One hundred years ago, on January 10, 1917, William Frederick Cody, better known as Buffalo Bill, died in Denver, Colorado. The celebrated Chief of Scouts of the Seventh Kansas Cavalry, who had also served as a guide for the army and the Pacific Railroad, and legendary buffalo hunter and icon of the prairies of the American West, was then known for his “Buffalo Bill Wild West Show,” a kind of circus with which he traveled all around the world.
Needless to say, his legend, as reported in the article published by Marco Roncalli in Avvenire, did not disappear with his death. On the contrary, it would only begin, in the surroundings of Lookout Mountain, in Colorado, where today one can visit not only his tomb but also a museum named after him (in fact, one of the most visited museums in the United States), and also in countries in which one would think there might be no particular reason to remember Buffalo Bill. One might think that would the case with Italy, where Cody had traveled with his Wild West Show at least twice: once in 1890, and another time in 1906.
But Buffalo Bill’s visits to Italy are worth remembering for two reasons. The first, perhaps the most obvious, is because it was he who took to Europe the myth of the so-called Wild American West, adapting the format of the circus that Phineas Barnum had recently invented to his own shows, shaping a whole different way to look at the Americas in the European imagination. In order to avoid wasting any precious time, Cody traveled from one city to another by train, and would set up his show in big open spaces, presenting his fantastic simulation of the battle of Little Big Horn, and then the reenactment of the famous hand-to-hand combat between Buffalo Bill himself and Chief Yellow Hand. Thousands of spectators succumbed to the publicity that invited them to see the show.
The second reason has to do with the day Buffalo Bill set up his camp in the Roman meadows on March 3, 1890, quite near the Vatican itself, after rejecting the Coliseum, considering it not “fit for his show.” In any case, it is known that Cody asked for an audience with Pope Leo XIII, but his first request was rejected, on the grounds that his entourage was far too numerous (almost the whole cast of his show!), but later Cody himself and some of his companions were allowed to attend the Pontiff’s entrance into the Sala Ducale, as the pope was taken into the Sistine Chapel.
According to Roncalli’s article, the following day one could read in the New York Herald that “one of the strangest events ever to occur within the austere walls of the Vatican was the sensational entry made this morning by Buffalo Bill leading his cowboys and Indians (…) among the immortal frescoes of Michelangelo and Raphael, and in the midst of the oldest Roman aristocracy, suddenly a band of savages appeared, their faces painted, covered with feathers and arms, armed with axes and knives (…) Suddenly, a beautiful and chivalrous figure appeared. It was Colonel William F. Cody, Buffalo Bill. He greeted the Camerlengo with a gesture and took a step through the ranks of the guards.”

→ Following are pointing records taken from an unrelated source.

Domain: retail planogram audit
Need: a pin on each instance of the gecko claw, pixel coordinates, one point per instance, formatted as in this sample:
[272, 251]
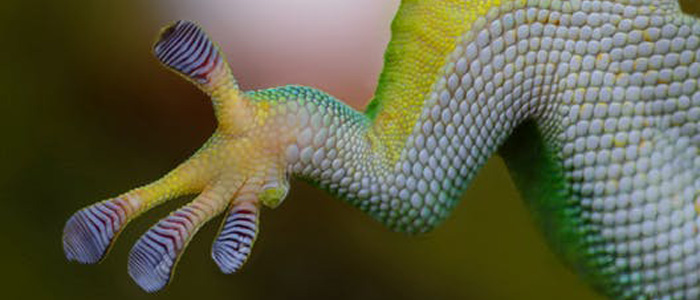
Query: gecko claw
[239, 169]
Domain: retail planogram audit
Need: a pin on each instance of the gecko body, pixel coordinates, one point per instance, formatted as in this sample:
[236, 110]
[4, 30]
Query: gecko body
[594, 106]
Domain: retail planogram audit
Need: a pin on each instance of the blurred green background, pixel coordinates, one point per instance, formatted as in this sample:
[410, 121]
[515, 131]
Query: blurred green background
[88, 113]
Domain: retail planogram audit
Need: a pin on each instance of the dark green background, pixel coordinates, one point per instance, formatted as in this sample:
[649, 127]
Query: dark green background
[87, 113]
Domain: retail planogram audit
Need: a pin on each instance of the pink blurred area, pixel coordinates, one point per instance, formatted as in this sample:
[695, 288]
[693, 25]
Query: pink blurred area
[334, 45]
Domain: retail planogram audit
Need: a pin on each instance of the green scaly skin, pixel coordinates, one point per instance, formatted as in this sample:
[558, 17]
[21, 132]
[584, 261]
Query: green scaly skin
[594, 105]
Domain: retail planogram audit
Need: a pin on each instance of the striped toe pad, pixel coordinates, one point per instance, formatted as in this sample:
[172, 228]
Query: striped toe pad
[89, 233]
[154, 256]
[238, 233]
[186, 48]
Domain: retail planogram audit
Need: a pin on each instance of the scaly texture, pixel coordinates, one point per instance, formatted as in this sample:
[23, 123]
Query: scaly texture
[594, 105]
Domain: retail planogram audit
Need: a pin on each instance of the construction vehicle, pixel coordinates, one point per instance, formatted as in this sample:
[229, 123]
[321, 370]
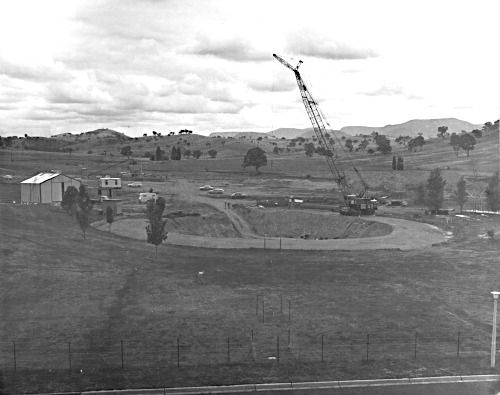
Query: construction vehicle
[349, 180]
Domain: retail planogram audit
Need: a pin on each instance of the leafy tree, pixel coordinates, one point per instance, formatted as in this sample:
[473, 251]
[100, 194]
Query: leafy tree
[126, 151]
[455, 142]
[420, 198]
[477, 133]
[493, 192]
[400, 165]
[460, 194]
[363, 145]
[110, 217]
[383, 144]
[255, 157]
[212, 153]
[467, 142]
[176, 153]
[435, 190]
[84, 209]
[68, 202]
[309, 149]
[348, 145]
[442, 131]
[155, 231]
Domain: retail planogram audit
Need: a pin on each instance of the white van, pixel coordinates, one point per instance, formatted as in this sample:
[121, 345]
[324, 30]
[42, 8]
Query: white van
[147, 196]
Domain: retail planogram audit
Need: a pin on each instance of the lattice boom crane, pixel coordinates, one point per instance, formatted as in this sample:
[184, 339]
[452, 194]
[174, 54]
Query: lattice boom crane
[353, 194]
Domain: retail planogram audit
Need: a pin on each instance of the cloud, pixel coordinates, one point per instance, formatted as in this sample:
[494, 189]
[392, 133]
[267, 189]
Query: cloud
[310, 43]
[385, 91]
[34, 71]
[235, 49]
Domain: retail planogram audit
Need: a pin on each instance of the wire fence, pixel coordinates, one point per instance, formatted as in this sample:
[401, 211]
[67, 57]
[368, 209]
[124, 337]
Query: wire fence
[257, 347]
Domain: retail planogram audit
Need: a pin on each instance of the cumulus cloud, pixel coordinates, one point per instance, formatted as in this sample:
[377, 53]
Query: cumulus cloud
[236, 49]
[385, 90]
[34, 71]
[310, 43]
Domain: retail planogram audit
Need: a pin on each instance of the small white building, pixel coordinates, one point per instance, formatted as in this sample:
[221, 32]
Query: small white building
[110, 183]
[46, 187]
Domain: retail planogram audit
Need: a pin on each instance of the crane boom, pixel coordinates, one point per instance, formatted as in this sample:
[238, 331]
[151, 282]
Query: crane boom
[342, 176]
[318, 122]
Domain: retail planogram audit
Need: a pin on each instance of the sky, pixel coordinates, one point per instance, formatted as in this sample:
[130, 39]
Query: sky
[135, 66]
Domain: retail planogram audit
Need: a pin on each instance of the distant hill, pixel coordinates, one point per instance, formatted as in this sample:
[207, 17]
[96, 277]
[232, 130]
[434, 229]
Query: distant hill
[288, 133]
[412, 128]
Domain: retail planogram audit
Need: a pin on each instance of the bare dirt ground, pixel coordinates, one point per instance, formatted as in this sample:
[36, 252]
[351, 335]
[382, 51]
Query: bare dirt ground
[405, 234]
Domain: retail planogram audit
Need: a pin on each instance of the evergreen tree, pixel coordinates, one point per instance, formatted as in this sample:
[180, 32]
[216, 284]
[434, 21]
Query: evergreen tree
[460, 194]
[435, 190]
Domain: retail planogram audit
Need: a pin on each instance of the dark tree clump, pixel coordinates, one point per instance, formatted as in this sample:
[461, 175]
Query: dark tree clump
[255, 157]
[110, 217]
[493, 192]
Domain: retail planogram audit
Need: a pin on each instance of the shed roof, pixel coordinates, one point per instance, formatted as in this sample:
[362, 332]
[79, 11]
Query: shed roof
[40, 178]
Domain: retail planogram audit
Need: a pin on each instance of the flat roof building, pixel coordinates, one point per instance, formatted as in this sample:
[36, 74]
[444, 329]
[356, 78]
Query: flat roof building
[46, 187]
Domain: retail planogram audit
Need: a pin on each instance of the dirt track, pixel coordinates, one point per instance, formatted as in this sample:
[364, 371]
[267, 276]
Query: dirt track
[406, 235]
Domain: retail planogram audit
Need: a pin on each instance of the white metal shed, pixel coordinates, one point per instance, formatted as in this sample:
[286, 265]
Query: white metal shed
[46, 187]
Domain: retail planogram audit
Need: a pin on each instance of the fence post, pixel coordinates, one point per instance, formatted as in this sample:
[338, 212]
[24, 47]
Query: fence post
[367, 345]
[322, 360]
[69, 355]
[121, 349]
[15, 359]
[278, 348]
[416, 340]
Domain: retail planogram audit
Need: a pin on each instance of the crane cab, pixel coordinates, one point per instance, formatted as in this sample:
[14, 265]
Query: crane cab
[354, 205]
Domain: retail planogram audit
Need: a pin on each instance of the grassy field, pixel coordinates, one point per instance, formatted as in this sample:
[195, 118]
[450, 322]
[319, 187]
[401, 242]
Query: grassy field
[65, 298]
[58, 289]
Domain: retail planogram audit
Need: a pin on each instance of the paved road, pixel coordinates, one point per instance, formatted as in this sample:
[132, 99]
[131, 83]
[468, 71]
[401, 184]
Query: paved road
[478, 388]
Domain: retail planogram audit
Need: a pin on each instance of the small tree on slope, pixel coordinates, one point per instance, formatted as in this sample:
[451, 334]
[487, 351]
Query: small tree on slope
[155, 231]
[435, 190]
[460, 194]
[84, 209]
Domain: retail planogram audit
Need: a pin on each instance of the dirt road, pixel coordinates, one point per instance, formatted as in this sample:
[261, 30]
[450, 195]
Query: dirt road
[406, 235]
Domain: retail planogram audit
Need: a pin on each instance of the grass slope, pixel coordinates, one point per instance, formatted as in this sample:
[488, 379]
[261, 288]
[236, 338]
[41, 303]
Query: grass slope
[58, 289]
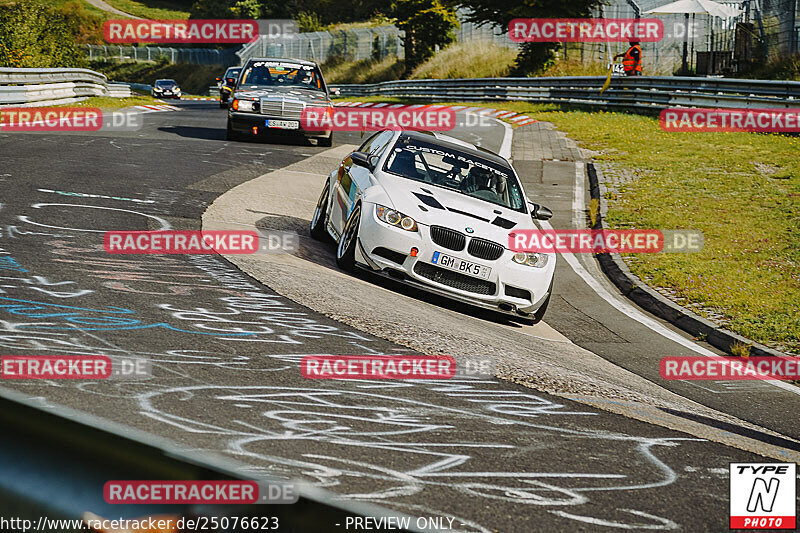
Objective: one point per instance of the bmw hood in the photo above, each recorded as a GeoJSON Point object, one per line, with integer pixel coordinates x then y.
{"type": "Point", "coordinates": [437, 206]}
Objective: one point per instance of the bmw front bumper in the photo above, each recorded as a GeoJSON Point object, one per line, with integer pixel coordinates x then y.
{"type": "Point", "coordinates": [510, 287]}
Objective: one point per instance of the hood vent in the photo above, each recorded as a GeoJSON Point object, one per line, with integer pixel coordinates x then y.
{"type": "Point", "coordinates": [467, 214]}
{"type": "Point", "coordinates": [504, 223]}
{"type": "Point", "coordinates": [429, 201]}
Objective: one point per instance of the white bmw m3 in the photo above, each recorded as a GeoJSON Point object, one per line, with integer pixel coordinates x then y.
{"type": "Point", "coordinates": [435, 212]}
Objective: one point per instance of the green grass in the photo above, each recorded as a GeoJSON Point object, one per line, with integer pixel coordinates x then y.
{"type": "Point", "coordinates": [153, 9]}
{"type": "Point", "coordinates": [470, 60]}
{"type": "Point", "coordinates": [475, 59]}
{"type": "Point", "coordinates": [742, 190]}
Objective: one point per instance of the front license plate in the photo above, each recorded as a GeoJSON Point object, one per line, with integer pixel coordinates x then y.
{"type": "Point", "coordinates": [283, 124]}
{"type": "Point", "coordinates": [459, 265]}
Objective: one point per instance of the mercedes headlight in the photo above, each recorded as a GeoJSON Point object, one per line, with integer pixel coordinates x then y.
{"type": "Point", "coordinates": [395, 218]}
{"type": "Point", "coordinates": [534, 259]}
{"type": "Point", "coordinates": [243, 105]}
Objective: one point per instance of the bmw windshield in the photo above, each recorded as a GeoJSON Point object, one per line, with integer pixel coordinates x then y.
{"type": "Point", "coordinates": [456, 170]}
{"type": "Point", "coordinates": [260, 74]}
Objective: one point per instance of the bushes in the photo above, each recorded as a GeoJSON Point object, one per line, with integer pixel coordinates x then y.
{"type": "Point", "coordinates": [35, 35]}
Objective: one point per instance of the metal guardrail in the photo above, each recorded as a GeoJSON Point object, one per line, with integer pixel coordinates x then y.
{"type": "Point", "coordinates": [54, 462]}
{"type": "Point", "coordinates": [353, 44]}
{"type": "Point", "coordinates": [51, 86]}
{"type": "Point", "coordinates": [640, 93]}
{"type": "Point", "coordinates": [198, 56]}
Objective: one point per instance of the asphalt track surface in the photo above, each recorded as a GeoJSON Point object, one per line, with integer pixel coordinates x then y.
{"type": "Point", "coordinates": [492, 455]}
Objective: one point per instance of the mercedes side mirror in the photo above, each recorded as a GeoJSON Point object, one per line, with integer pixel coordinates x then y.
{"type": "Point", "coordinates": [540, 212]}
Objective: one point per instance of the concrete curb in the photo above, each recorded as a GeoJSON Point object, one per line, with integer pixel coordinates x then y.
{"type": "Point", "coordinates": [650, 300]}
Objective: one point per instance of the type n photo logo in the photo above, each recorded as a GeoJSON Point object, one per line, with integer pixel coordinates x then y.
{"type": "Point", "coordinates": [763, 495]}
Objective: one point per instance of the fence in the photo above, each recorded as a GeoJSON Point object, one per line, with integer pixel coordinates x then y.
{"type": "Point", "coordinates": [51, 86]}
{"type": "Point", "coordinates": [198, 56]}
{"type": "Point", "coordinates": [352, 44]}
{"type": "Point", "coordinates": [641, 93]}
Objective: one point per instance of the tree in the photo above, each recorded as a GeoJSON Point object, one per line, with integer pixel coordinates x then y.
{"type": "Point", "coordinates": [225, 9]}
{"type": "Point", "coordinates": [533, 57]}
{"type": "Point", "coordinates": [427, 24]}
{"type": "Point", "coordinates": [35, 35]}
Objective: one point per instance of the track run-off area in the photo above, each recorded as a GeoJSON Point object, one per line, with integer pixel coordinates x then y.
{"type": "Point", "coordinates": [576, 432]}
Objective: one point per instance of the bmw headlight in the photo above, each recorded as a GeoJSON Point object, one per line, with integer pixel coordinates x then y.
{"type": "Point", "coordinates": [534, 259]}
{"type": "Point", "coordinates": [395, 218]}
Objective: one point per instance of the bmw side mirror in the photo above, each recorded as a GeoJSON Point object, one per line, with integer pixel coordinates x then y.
{"type": "Point", "coordinates": [361, 159]}
{"type": "Point", "coordinates": [540, 212]}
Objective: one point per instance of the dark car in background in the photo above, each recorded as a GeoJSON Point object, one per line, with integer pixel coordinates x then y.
{"type": "Point", "coordinates": [270, 96]}
{"type": "Point", "coordinates": [166, 89]}
{"type": "Point", "coordinates": [227, 83]}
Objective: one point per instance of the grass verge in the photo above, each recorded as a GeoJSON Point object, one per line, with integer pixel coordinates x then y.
{"type": "Point", "coordinates": [742, 190]}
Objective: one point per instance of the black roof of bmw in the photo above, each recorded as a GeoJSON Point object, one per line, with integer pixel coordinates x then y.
{"type": "Point", "coordinates": [477, 151]}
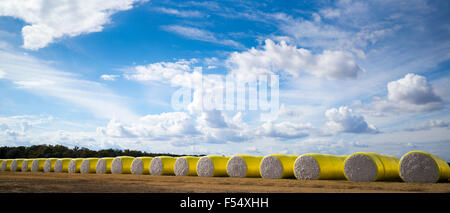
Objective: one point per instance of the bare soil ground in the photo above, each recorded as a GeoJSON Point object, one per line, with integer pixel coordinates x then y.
{"type": "Point", "coordinates": [127, 183]}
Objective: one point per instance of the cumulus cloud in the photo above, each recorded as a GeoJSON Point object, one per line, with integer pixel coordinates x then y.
{"type": "Point", "coordinates": [201, 35]}
{"type": "Point", "coordinates": [289, 60]}
{"type": "Point", "coordinates": [412, 89]}
{"type": "Point", "coordinates": [411, 93]}
{"type": "Point", "coordinates": [345, 120]}
{"type": "Point", "coordinates": [38, 77]}
{"type": "Point", "coordinates": [163, 72]}
{"type": "Point", "coordinates": [286, 130]}
{"type": "Point", "coordinates": [49, 21]}
{"type": "Point", "coordinates": [180, 13]}
{"type": "Point", "coordinates": [109, 77]}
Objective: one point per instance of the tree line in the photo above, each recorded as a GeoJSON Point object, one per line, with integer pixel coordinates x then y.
{"type": "Point", "coordinates": [59, 151]}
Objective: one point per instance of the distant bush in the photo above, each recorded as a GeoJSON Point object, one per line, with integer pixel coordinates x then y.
{"type": "Point", "coordinates": [59, 151]}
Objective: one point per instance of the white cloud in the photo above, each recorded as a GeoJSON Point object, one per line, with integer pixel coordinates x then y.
{"type": "Point", "coordinates": [155, 127]}
{"type": "Point", "coordinates": [109, 77]}
{"type": "Point", "coordinates": [290, 60]}
{"type": "Point", "coordinates": [412, 89]}
{"type": "Point", "coordinates": [430, 125]}
{"type": "Point", "coordinates": [411, 93]}
{"type": "Point", "coordinates": [180, 13]}
{"type": "Point", "coordinates": [38, 77]}
{"type": "Point", "coordinates": [161, 71]}
{"type": "Point", "coordinates": [51, 20]}
{"type": "Point", "coordinates": [330, 13]}
{"type": "Point", "coordinates": [201, 35]}
{"type": "Point", "coordinates": [344, 120]}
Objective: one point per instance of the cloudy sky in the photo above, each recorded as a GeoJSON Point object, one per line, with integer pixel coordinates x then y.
{"type": "Point", "coordinates": [353, 75]}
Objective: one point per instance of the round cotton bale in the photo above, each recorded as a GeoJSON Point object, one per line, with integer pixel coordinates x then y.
{"type": "Point", "coordinates": [122, 165]}
{"type": "Point", "coordinates": [162, 165]}
{"type": "Point", "coordinates": [62, 165]}
{"type": "Point", "coordinates": [278, 166]}
{"type": "Point", "coordinates": [26, 165]}
{"type": "Point", "coordinates": [212, 166]}
{"type": "Point", "coordinates": [16, 165]}
{"type": "Point", "coordinates": [244, 166]}
{"type": "Point", "coordinates": [104, 166]}
{"type": "Point", "coordinates": [88, 165]}
{"type": "Point", "coordinates": [422, 167]}
{"type": "Point", "coordinates": [314, 166]}
{"type": "Point", "coordinates": [49, 165]}
{"type": "Point", "coordinates": [75, 165]}
{"type": "Point", "coordinates": [38, 165]}
{"type": "Point", "coordinates": [369, 166]}
{"type": "Point", "coordinates": [141, 165]}
{"type": "Point", "coordinates": [186, 166]}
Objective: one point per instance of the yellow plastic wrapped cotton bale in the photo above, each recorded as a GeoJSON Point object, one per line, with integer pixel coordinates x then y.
{"type": "Point", "coordinates": [369, 166]}
{"type": "Point", "coordinates": [88, 165]}
{"type": "Point", "coordinates": [7, 163]}
{"type": "Point", "coordinates": [62, 165]}
{"type": "Point", "coordinates": [162, 165]}
{"type": "Point", "coordinates": [212, 166]}
{"type": "Point", "coordinates": [75, 165]}
{"type": "Point", "coordinates": [422, 167]}
{"type": "Point", "coordinates": [104, 166]}
{"type": "Point", "coordinates": [122, 165]}
{"type": "Point", "coordinates": [278, 166]}
{"type": "Point", "coordinates": [141, 165]}
{"type": "Point", "coordinates": [26, 165]}
{"type": "Point", "coordinates": [244, 166]}
{"type": "Point", "coordinates": [16, 165]}
{"type": "Point", "coordinates": [38, 165]}
{"type": "Point", "coordinates": [186, 166]}
{"type": "Point", "coordinates": [49, 165]}
{"type": "Point", "coordinates": [313, 166]}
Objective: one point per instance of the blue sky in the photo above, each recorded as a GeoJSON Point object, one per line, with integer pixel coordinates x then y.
{"type": "Point", "coordinates": [354, 75]}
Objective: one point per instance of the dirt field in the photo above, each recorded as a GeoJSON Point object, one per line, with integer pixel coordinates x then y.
{"type": "Point", "coordinates": [68, 183]}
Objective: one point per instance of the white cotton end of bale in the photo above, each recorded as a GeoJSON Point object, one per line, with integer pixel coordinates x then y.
{"type": "Point", "coordinates": [58, 166]}
{"type": "Point", "coordinates": [100, 168]}
{"type": "Point", "coordinates": [205, 167]}
{"type": "Point", "coordinates": [72, 166]}
{"type": "Point", "coordinates": [137, 166]}
{"type": "Point", "coordinates": [306, 168]}
{"type": "Point", "coordinates": [236, 167]}
{"type": "Point", "coordinates": [156, 166]}
{"type": "Point", "coordinates": [116, 166]}
{"type": "Point", "coordinates": [181, 167]}
{"type": "Point", "coordinates": [419, 168]}
{"type": "Point", "coordinates": [13, 166]}
{"type": "Point", "coordinates": [47, 165]}
{"type": "Point", "coordinates": [271, 167]}
{"type": "Point", "coordinates": [360, 168]}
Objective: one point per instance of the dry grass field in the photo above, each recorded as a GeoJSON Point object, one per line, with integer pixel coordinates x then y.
{"type": "Point", "coordinates": [108, 183]}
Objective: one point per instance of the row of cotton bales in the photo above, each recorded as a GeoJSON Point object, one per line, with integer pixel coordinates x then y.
{"type": "Point", "coordinates": [415, 166]}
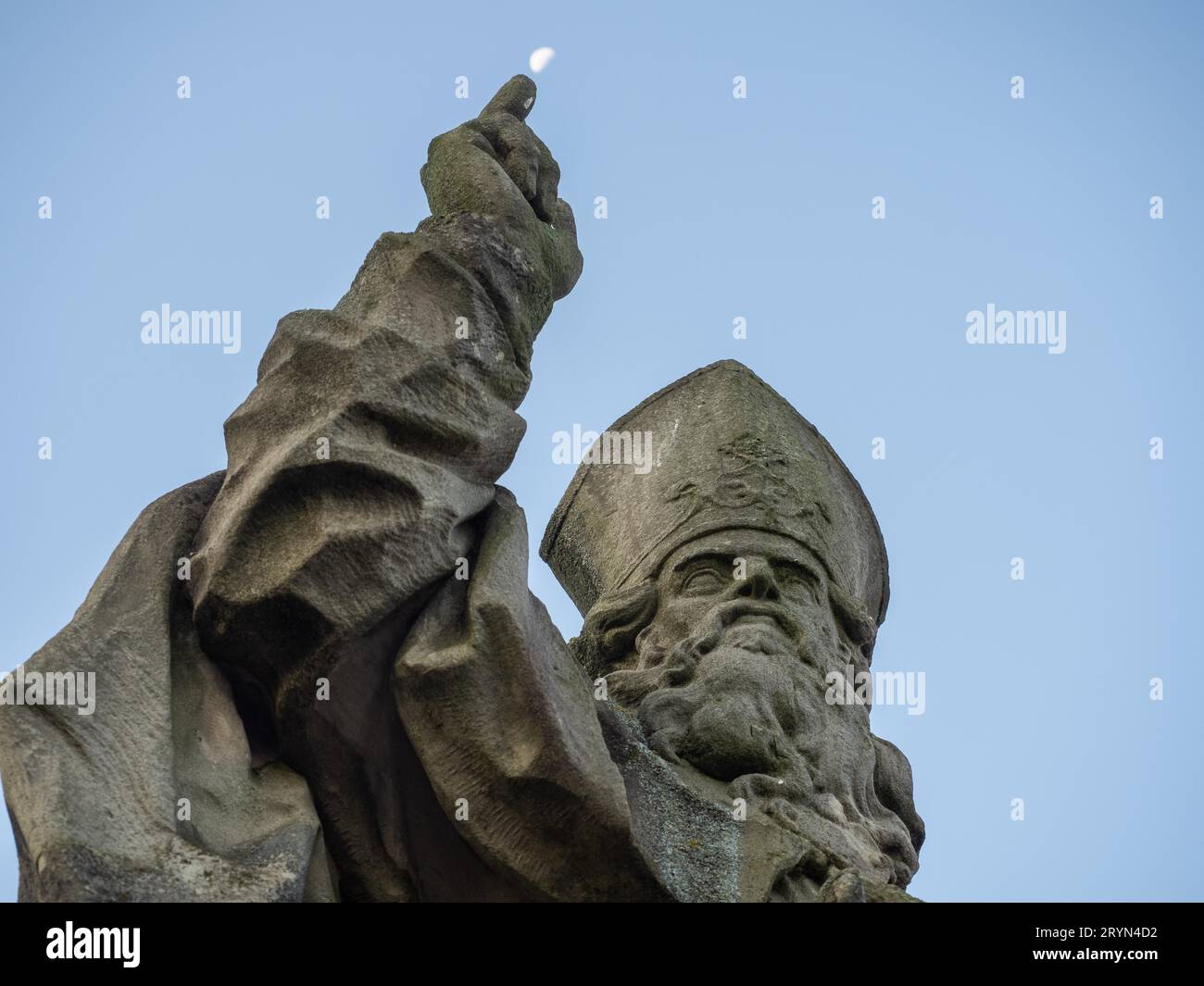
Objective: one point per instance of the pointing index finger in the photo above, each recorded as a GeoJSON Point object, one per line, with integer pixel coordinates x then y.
{"type": "Point", "coordinates": [516, 97]}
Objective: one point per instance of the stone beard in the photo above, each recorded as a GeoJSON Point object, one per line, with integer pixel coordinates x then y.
{"type": "Point", "coordinates": [723, 655]}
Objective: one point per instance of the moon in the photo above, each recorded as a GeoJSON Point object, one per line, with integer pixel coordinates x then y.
{"type": "Point", "coordinates": [540, 59]}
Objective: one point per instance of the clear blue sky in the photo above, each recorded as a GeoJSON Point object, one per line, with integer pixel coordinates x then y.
{"type": "Point", "coordinates": [718, 208]}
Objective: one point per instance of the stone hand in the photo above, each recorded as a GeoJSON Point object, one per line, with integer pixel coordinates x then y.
{"type": "Point", "coordinates": [496, 167]}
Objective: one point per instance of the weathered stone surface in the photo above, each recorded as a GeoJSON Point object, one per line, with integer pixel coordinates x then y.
{"type": "Point", "coordinates": [94, 798]}
{"type": "Point", "coordinates": [357, 693]}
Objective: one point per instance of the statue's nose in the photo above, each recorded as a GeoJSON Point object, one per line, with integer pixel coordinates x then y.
{"type": "Point", "coordinates": [759, 581]}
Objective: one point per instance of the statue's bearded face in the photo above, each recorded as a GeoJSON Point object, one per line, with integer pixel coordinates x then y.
{"type": "Point", "coordinates": [734, 664]}
{"type": "Point", "coordinates": [729, 678]}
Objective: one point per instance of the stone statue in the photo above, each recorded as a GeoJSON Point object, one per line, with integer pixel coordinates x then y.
{"type": "Point", "coordinates": [353, 694]}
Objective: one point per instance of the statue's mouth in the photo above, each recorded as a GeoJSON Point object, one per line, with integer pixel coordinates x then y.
{"type": "Point", "coordinates": [758, 618]}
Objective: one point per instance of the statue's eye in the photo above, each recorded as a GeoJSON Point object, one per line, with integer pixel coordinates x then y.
{"type": "Point", "coordinates": [703, 580]}
{"type": "Point", "coordinates": [797, 581]}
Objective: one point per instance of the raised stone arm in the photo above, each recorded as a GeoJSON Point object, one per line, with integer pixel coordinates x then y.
{"type": "Point", "coordinates": [377, 430]}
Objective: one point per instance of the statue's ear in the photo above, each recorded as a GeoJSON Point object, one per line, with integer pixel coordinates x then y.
{"type": "Point", "coordinates": [613, 624]}
{"type": "Point", "coordinates": [892, 784]}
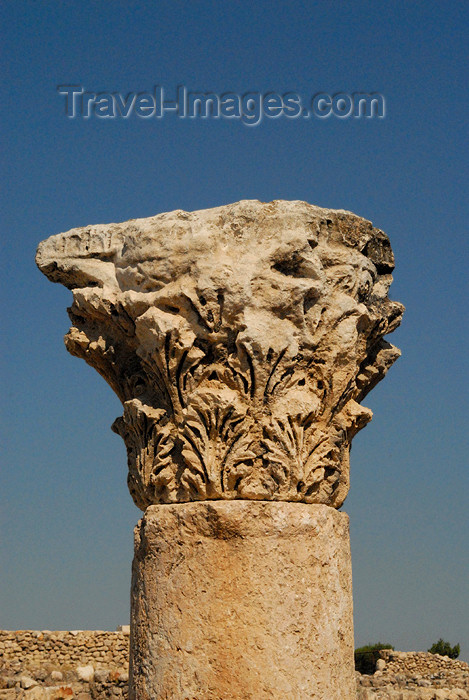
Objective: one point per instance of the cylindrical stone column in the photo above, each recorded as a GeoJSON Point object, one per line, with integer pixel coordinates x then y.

The press also notes that one of the Indians first greeted the Pope’s arrival by shouting, knelt to ask for his blessing, and then, as he rose, he screamed again. Most of the American Indians who accompanied Cody were, in fact, Catholics. Some chroniclers point out that Leo III discreetly smiled, perhaps puzzled.
The Denver Museum still preserves the gifts the Pontiff gave Buffalo Bill and his companions: rosaries and medals of his pontificate. After the visit, Cody would take his show to Florence and other Italian cities, to which he would return in 1906, before finally returning to Denver, where the famous Mother Cabrini had already founded a series of orphanages.
The day before his death, on January 9, 1917, and even though he was a Mason all his life, Buffalo Bill asked Father Christopher Walsh to baptize him as a Catholic. As Roncalli points out, we will never know whether it was a late conversion, or if the blessing of Leo XIII had matured over time.